Schild mit der Aufschrift
Auch die "Fridays for Future"-Proteste – hier vor dem Brandenburger Tor in Berlin – haben die Klima-Wahl möglich gemacht. (Foto: Friederike Meier)

Noch unglaublich, aber wahr: Die Europawahl 2019 wird als erste Klima-Wahl in die Geschichte eingehen – zumindest in Deutschland. Das Thema brachte endlich Zündstoff in die Schlussphase des lange Zeit eher müden Wahlkampfs, und das Ergebnis spricht für sich.

Die Parteien der inzwischen drei amtierenden Merkel-Grokos seit 2005, die die Jahrhundertaufgabe Klimaschutz schleifen ließen, sind in der Wählergunst so weit abgestürzt, dass sie zusammen nicht einmal mehr eine Regierung bilden könnten. Die Union liegt bundesweit unter 30, die SPD bei 15 Prozent.

Einziger echter Gewinner der Wahl sind die Grünen, die ihren Stimmenanteil verdoppelten und die Sozialdemokraten erstmals bei einer bundesweiten Wahl als zweitstärkste Kraft abgehängt haben. Selbst der Union kommen sie bereits gefährlich nahe. In vielen Großstädten wurden die Grünen sogar die wählerstärkste Partei. Das ist ein Signal, das Mut macht.

Es ist gewagt, jetzt schon von einer Zeitenwende zu sprechen.
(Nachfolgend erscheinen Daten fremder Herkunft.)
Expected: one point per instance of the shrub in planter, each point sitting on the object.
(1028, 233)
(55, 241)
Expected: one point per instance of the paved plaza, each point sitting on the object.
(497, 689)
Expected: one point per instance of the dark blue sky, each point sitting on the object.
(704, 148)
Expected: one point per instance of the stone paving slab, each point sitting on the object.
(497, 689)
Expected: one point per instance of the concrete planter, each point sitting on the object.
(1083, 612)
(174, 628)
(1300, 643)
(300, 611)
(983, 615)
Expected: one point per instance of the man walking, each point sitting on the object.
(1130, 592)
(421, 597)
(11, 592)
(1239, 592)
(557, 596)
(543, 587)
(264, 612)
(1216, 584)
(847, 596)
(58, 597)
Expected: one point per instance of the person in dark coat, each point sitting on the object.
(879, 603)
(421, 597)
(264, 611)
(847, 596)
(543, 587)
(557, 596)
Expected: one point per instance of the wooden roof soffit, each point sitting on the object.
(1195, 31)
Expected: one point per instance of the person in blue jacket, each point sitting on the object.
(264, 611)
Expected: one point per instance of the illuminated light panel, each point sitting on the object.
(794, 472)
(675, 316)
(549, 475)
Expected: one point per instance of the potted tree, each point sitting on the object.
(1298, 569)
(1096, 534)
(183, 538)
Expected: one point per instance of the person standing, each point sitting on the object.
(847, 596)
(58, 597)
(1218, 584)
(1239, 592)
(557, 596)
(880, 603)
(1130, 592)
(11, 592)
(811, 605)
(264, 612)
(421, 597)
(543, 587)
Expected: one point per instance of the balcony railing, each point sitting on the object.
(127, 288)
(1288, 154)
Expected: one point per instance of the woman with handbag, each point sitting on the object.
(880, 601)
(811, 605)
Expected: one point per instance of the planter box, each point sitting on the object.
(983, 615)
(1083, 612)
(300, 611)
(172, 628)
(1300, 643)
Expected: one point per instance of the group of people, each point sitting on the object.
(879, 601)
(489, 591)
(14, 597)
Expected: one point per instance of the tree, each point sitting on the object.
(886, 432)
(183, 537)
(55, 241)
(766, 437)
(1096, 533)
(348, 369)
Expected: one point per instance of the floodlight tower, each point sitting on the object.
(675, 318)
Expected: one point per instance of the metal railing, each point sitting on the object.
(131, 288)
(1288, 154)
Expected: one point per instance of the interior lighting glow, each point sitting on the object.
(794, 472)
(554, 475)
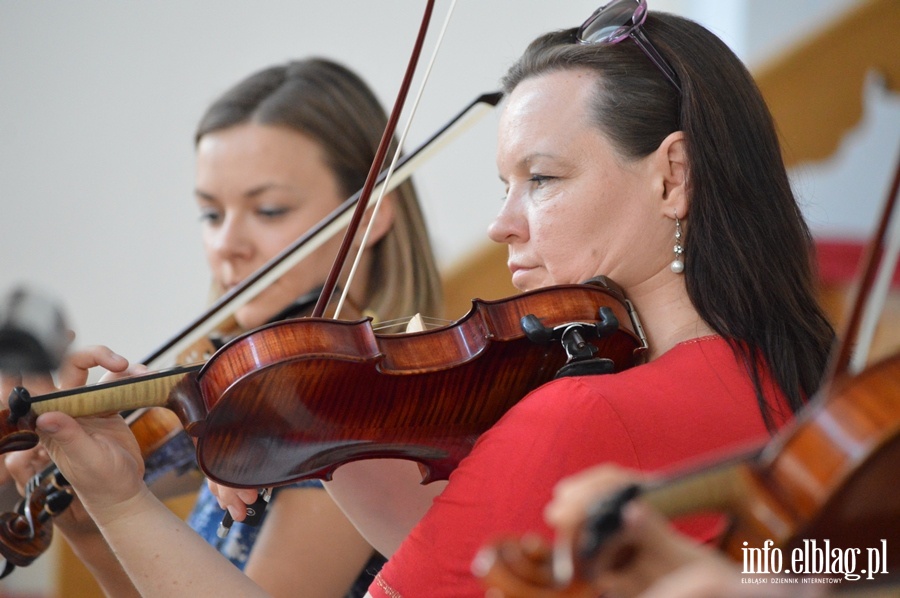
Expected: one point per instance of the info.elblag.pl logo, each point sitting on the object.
(815, 561)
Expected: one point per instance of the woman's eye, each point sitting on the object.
(210, 216)
(272, 212)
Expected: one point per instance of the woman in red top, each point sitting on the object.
(648, 158)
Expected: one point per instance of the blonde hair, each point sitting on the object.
(332, 105)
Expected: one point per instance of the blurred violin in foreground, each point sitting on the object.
(828, 478)
(295, 399)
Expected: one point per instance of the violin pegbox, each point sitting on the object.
(574, 339)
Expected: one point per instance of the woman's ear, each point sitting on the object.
(673, 167)
(384, 219)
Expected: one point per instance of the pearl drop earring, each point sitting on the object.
(678, 264)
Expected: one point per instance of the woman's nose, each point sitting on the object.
(232, 239)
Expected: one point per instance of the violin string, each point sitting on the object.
(394, 161)
(431, 321)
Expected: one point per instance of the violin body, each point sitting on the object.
(833, 476)
(296, 399)
(830, 477)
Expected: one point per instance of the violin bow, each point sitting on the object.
(841, 357)
(377, 162)
(390, 171)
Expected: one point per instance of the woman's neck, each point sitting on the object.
(667, 314)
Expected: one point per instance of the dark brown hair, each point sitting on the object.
(332, 105)
(747, 248)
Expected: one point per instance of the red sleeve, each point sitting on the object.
(502, 487)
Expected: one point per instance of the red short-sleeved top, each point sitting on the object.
(695, 399)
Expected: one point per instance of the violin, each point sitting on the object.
(830, 476)
(296, 399)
Doch das Ergebnis der Europawahl passt perfekt zu dem gesellschaftlichen Aufbruch, der hierzulande seit einem halben Jahr zu beobachten ist. Zuerst die "Fridays for Future"-Demos der Schüler, die Hunderttausende mobilisierten, dann eine beispiellose Solidarisierungswelle – von "Scientists for Future" über "Artists for Future" bis "Parents for Future" – und zuletzt in der Wahlwoche die enorme Resonanz auf das Video des Youtubers Rezo "Die Zerstörung der CDU", das das Versagen von Union und SPD beim Klimaschutz als eines der Hauptthemen hat. Alles Phänomene, die man noch vor einem halben Jahr nicht für möglich gehalten hätte.

Bei jungen Wählern liegt die Groko unter 25 Prozent

Das amtliche Wahlergebnis verdeckt die tatsächliche Dramatik noch, mit der die Klimaschutzbremser perspektivisch weiter in den Keller geschickt werden. Denn schaut man sich an, wo die junge Generation – die U 30 – ihr Kreuzchen gemacht hat, wird klar: Die Groko-Parteien vertreten zusammen nur noch eine Minderheit, nämlich weniger als ein Viertel (Union 13, SPD zehn Prozent) während die Grünen hier bereits auf 33 Prozent kommen.

Besonders die Union profitiert noch davon, dass ihr die Älteren die Treue halten. Zukunftsfähig ist das nicht. Seit dem Wahlabend sollte den letzten Strategen im Konrad-Adenauer- und im Willy-Brandt-Haus gedämmert haben, dass sie mit ihrem bisherigen Klimakurs zum weiteren Abstieg verurteilt sind.

Die Europawahl hat also die Chancen für eine ambitionierte deutsche Klimapolitik verbessert. Ob Union und SPD wirklich Lehren daraus ziehen, wird sich bald zeigen – nämlich daran, wie das überfällige Kohleausstiegsgesetz und das geplante Klimaschutzgesetz ausfallen und ob eine CO2-Steuerreform kommt.

Eigentlich ist die Klimaschutz-Europawahl eine Steilvorlage für Bundeskanzlerin Angela Merkel (CDU). Sie könnte vor diesem Hintergrund endlich einmal Gründe dafür liefern, sie ernsthaft "Klimakanzlerin" zu nennen – mit Visionen, Ideen und konkreten Maßnahmen.

Dafür müsste Merkel im Kabinett einen klaren Kurs ausgeben, der sich ohne Wenn und Aber am Pariser Klimavertrag und am 1,5-Grad-Limit orientiert. Sie müsste renitente Minister in die Schranken weisen und dem Lobbydruck rückwärtsgewandter Wirtschaftsverbände widerstehen.

Schafft Merkel diese Wende beim Megathema Klimaschutz selbst jetzt nicht, wo die Chancen dafür so gut sind wie nie, sollte sie schleunigst abtreten – und zusammen mit der SPD den Weg freimachen für Neuwahlen.